Krisen, Epidemien oder andere Bedrohungen können zu erhöhten Zahlen von Selbsttötungen führen – so die verbreitete Befürchtung. Eine neue Studie widerspricht: Während des ersten Corona-Lockdowns sanken die Zahlen sogar.
Der Corona-Lockdown hatte nach einer neuen Studie offenbar deutliche Auswirkungen auf Suizide in Deutschland. “Die Suizidsterblichkeit während des ersten Lockdowns im Jahr 2020 war signifikant niedriger als erwartet”, heißt es in einem am Dienstag veröffentlichten wissenschaftlichen Fachartikel unter Beteiligung der Stiftung Deutsche Depressionshilfe und Suizidprävention in PLOS ONE.
Untersucht wurde, ob sich die Suizidraten in Deutschland 2020 während des Lockdowns und in Zeiten ohne Lockdown im Zehn-Jahres-Vergleich veränderten. Am 27. Januar 2020 hatte das Coronavirus erstmals offiziell die Bundesrepublik erreicht. Eineinhalb Monate später verhängte die damalige Bundesregierung um Kanzlerin Angela Merkel die ersten Maßnahmen, um das Virus einzudämmen. Der erste Corona-Lockdown wurde am 16. März 2020 beschlossen und trat am 22. März 2020 in Kraft. Er endete mit den ersten Lockerungen nach sieben Wochen am 4. Mai.
Konkret starben laut Studie von März bis Dezember 2020 in der Corona-Zeit 7.041 Personen durch einen Suizid. Das entspricht in etwa dem Durchschnitt der Jahre 2010 bis 2019, den die Wissenschaftler auf 6.991 beziffern. Bricht man allerdings die Statistik auf konkrete Wochen herunter, so zeigt sich, dass die Suizidraten in den Wochen vor dem ersten Lockdown und in den Wochen zwischen dem ersten und zweiten Lockdown teilweise leicht erhöht waren. Anders war es während des Lockdowns selber: In dieser Zeit nahmen sich 1.196 Menschen in Deutschland das Leben. Statistisch erwartbar gewesen wären 1.283 Suizide.
Die geringeren Suizidzahlen während des ersten Lockdowns decken sich laut Studie mit Befunden aus anderen Ländern. Bei den Gründen für den Rückgang zeigen sich die Wissenschaftler vorsichtig. Denkbar wären die erhöhte soziale Kontrolle durch die Maßnahmen zur Eindämmung der Pandemie, der erschwerte Zugang zu verschiedenen Suizidmethoden (etwa Schienensuizide) und beschränkte Möglichkeiten zum Suizid in den eigenen vier Wänden.

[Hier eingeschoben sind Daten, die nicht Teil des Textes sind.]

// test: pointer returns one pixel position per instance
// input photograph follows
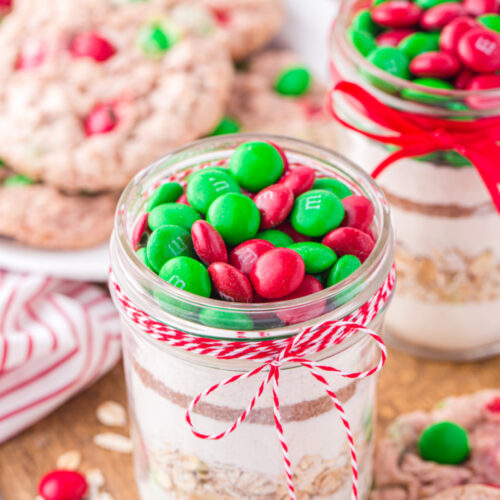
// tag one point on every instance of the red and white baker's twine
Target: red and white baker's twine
(273, 354)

Studienautorin Anne Elsner verwies allerdings darauf, dass solche Aussagen sehr spekulativ seien. So gebe es etwa zu wenig Wissen über Suizidversuche in dieser Zeit. Denkbar sei auch, dass der Schock über den einschneidenden Lockdown zunächst dazu geführt habe, Suizide aufzuschieben.
Neue Erkenntnisse verspricht sich die wissenschaftliche Mitarbeiterin der Stiftung Deutsche Depressionshilfe von bislang noch nicht komplett vorliegenden Daten über den zweiten Lockdown, der sich in unterschiedlichen Stufen von November 2022 bis Mai 2021 erstreckte. Da die meisten Suizide vor dem Hintergrund einer nicht optimal behandelten psychischen Erkrankung stattfänden, werde sich zeigen, ob der zweite Lockdown die psychische Situation vieler Menschen verschlimmert habe.
Bereits im Mai 2022 hatten Wissenschaftler der Universitätsmedizin Leipzig sowie des Uniklinikums Ulm und der Universität Wien Suizidtodesfälle der polizeilichen Kriminalstatistiken von elf Millionen Einwohnern in den Bundesländern Sachsen, Rheinland-Pfalz und Schleswig-Holstein ausgewertet. Ihr Ergebnis: Trotz der psychischen Belastung der Bevölkerung in der Pandemie gab es keinen generellen Anstieg der Suizide. Insbesondere eine generelle Erhöhung der Anzahl der Selbsttötungen älterer Menschen, zum Beispiel aus Vereinsamung aufgrund von Kontaktbeschränkungen, ließ sich nicht nachweisen.